Abstract
Over the past three decades, two neoliberal educational reform efforts have emerged in tandem – the charter school movement and Teach For America (TFA). This paper critically examines the relationship between these entities through the lens of TFA corps members placed in charter schools, and explores two types of schools described by interviewees, namely, ‘shit shows,’ and ‘like-minded schools.’ Grounded in corps members’ teaching experiences, this paper argues that even at its best, the close partnership between TFA and charters can create a mutually reinforcing educational subculture that is isolated from broader educational discourses and practices. At its worst, this partnership can result in the ill-advised ‘propping up’ of under-funded, mismanaged, ill-equipped charters that might otherwise struggle to find adequate staffing and, consequently, close. This paper suggests that these two tendencies – toward corps members’ insularity and poor placement – have the potential to conflict with the charter movement’s and TFA’s stated purposes of improving the quality of schooling for disadvantaged and marginalized students.
Notes
1. It is worth noting that the application numbers for TFA have declined in recent years (Brown Citation2016a), though it is impossible to know whether this is attributable to increasing public criticism of TFA, to an improved economy for university graduates, or other factors. Yet TFA continues to place a significant number of CMs each year, as well as to advance its domestic policy agenda through support for alumni to run for public office, and to expand its international agenda through the Teach For All constellation of TFA-like organizations.
2. Perhaps indicative of charter schools’ sharp movement away from their original conceptualization and toward privatization, the National Labor Relations Board recently ruled that charter schools function more like private corporations than public schools in terms of unionization (Brown Citation2016b).

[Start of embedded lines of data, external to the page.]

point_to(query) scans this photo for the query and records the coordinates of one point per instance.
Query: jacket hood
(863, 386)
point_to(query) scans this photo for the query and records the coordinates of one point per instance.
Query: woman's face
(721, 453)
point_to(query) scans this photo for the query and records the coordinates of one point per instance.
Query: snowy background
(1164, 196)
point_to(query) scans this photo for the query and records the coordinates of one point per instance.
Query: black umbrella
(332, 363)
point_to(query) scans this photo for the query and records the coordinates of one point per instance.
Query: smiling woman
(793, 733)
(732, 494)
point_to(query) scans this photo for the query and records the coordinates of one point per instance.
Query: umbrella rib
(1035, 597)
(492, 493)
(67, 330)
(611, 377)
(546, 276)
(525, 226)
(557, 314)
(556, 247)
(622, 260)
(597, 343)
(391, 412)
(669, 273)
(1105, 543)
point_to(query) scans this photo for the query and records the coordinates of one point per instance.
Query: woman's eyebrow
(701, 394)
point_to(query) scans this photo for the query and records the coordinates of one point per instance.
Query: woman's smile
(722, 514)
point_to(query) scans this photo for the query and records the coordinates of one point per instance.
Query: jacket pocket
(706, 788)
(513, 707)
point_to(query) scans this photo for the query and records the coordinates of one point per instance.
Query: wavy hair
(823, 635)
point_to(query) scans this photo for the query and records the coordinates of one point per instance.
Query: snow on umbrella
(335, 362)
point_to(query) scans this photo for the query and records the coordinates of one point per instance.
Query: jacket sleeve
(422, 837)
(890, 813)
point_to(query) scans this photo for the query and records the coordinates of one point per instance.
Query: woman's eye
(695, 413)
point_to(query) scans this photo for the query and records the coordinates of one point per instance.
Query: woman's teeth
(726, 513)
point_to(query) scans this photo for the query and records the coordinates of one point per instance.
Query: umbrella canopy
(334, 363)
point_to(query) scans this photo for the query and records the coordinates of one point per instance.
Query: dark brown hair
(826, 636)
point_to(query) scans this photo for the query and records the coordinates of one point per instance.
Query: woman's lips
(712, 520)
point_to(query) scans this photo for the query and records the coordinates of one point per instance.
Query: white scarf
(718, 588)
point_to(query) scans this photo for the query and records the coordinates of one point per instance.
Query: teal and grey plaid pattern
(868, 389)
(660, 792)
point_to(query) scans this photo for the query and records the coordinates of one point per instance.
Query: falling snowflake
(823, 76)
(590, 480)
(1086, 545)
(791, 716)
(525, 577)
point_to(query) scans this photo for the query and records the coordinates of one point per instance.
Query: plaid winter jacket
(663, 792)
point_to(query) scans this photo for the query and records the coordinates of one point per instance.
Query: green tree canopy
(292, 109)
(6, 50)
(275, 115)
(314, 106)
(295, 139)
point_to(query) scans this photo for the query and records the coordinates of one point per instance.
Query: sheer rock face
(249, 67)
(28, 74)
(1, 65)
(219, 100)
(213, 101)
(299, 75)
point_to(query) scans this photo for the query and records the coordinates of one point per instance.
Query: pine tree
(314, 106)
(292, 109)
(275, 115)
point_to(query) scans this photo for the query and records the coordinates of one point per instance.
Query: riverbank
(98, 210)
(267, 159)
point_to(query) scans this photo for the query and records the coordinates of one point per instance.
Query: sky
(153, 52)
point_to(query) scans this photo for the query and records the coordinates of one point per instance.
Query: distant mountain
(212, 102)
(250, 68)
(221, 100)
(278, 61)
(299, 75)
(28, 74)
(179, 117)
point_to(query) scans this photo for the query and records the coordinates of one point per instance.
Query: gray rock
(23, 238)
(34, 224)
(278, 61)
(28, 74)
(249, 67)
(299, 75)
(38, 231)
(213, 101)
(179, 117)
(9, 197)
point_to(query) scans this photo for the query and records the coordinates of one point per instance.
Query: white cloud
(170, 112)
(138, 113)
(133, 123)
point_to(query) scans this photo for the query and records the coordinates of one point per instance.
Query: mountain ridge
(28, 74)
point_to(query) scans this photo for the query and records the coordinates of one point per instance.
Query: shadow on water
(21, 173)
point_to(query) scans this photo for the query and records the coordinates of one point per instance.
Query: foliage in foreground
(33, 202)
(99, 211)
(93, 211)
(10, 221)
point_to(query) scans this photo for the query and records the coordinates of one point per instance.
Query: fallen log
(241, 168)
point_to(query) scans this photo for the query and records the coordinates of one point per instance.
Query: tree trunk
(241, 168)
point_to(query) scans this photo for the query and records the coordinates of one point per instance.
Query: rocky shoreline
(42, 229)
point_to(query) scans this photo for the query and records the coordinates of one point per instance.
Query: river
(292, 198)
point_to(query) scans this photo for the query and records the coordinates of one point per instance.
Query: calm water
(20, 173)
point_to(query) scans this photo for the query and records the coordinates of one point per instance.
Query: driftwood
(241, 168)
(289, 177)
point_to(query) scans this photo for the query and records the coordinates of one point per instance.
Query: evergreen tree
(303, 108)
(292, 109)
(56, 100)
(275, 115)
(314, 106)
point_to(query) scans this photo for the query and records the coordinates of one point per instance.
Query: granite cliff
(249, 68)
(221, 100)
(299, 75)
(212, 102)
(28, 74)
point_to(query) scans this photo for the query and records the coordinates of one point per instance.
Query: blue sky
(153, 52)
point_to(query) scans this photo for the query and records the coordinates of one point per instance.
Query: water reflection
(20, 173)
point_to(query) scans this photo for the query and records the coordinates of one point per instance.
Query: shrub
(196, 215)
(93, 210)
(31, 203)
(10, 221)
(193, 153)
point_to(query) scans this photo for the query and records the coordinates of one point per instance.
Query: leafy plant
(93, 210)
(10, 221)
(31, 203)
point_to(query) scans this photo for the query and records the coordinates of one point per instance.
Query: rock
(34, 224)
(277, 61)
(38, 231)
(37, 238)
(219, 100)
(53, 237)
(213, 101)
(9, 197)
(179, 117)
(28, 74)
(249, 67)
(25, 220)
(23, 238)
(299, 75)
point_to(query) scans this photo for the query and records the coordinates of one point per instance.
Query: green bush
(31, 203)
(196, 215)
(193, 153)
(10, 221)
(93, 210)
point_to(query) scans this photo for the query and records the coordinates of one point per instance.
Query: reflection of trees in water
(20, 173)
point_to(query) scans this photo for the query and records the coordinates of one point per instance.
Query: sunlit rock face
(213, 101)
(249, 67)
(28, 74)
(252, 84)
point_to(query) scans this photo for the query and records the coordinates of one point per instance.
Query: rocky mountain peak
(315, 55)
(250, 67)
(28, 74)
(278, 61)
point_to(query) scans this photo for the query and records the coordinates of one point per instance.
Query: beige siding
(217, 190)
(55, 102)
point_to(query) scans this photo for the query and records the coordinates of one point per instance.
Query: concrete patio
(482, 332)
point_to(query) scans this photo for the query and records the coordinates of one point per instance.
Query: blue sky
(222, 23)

3. While it is possible that this over-representation is somewhat accounted for by the fact that charter schools enroll a greater percentage of minority and low-income students than traditional public schools (U.S. Department of Education Citation2015), charter schools still only account for a small minority of all public elementary or secondary schools.
4. ‘Drinking the Kool-Aid’ was a common phrase among certain TFA cohorts in the study. They used this phrase to describe CMs who wholeheartedly supported the TFA philosophy and approach and were therefore relatively uncritical in their perspectives.